The “Moral Progress” Delusion

“Moral progress” is impossible.  It is a concept that implies progress towards a goal that doesn’t exist.  We exist as a result of evolution by natural selection, a process that has simply happened.  Progress implies the existence of an entity sufficiently intelligent to formulate a goal or purpose towards which progress is made.  No such entity has directed the process, nor did one even exist over most of the period during which it occurred.  The emotional predispositions that are the root cause of what we understand by the term “morality” are as much an outcome of natural selection as our hands or feet.  Like our hands and feet, they exist solely because they have enhanced the probability that the genes responsible for their existence would survive and reproduce.  There is increasing acceptance of the fact that morality owes its existence to evolution by natural selection among the “experts on ethics” among us.  However, as a rule they have been incapable of grasping the obvious implication of that fact; that the notion of “moral progress” is a chimera.  It is a truth that has been too inconvenient for them to bear.

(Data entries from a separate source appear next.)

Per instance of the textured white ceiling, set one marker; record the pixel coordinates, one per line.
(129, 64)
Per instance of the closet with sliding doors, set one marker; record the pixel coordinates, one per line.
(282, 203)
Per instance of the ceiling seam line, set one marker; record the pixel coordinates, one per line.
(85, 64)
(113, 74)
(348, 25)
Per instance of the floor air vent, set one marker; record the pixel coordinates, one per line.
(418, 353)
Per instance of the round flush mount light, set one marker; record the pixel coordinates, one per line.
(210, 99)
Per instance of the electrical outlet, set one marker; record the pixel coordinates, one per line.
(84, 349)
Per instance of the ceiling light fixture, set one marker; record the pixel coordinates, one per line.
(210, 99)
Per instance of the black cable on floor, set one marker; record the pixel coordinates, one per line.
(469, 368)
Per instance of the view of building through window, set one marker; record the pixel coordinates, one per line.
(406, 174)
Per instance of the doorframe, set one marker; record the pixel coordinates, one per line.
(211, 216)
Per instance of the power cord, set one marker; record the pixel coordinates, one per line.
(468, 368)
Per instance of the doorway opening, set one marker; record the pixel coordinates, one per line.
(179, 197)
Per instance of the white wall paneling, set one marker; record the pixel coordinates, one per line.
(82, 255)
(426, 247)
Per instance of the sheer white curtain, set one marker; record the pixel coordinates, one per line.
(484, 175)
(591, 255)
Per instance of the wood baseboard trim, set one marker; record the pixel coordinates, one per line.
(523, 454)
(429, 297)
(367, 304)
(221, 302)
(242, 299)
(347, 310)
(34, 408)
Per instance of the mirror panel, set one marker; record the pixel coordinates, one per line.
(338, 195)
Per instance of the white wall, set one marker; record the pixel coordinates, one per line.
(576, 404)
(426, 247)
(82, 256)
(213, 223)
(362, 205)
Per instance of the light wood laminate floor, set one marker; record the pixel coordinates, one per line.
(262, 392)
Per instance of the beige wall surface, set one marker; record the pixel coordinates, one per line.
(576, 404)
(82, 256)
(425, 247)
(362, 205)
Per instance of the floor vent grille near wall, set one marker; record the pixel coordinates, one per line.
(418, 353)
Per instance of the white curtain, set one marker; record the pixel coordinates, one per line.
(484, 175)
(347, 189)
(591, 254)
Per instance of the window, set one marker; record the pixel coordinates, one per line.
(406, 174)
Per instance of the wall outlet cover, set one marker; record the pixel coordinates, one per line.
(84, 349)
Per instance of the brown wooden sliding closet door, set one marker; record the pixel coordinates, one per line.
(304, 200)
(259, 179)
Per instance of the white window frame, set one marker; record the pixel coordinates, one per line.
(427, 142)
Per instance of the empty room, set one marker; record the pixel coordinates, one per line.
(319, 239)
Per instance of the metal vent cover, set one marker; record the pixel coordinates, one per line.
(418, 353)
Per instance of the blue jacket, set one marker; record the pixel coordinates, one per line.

It’s not difficult to understand why.  Their social gravitas and often their very livelihood depend on propping up the illusion.  This is particularly true of the “experts” in academia, who often lack marketable skills other than their “expertise” in something that doesn’t exist.  Their modus operandi consists of hoodwinking the rest of us into believing that satisfying some whim that happens to be fashionable within their tribe represents “moral progress.”  Such “progress” has no more intrinsic value than a five year old’s progress towards acquiring a lollipop.  Often it can be reasonably expected to lead to outcomes that are the opposite of those that account for the existence of the whim to begin with, resulting in what I have referred to in earlier posts as a morality inversion.  Propping up the illusion in spite of recognition of the evolutionary roots of morality in a milieu that long ago dispensed with the luxury of a God with a big club to serve as the final arbiter of what is “really good” and “really evil” is no mean task.  Among other things it requires some often amusing intellectual contortions as well as the concoction of an arcane jargon to serve as a smokescreen.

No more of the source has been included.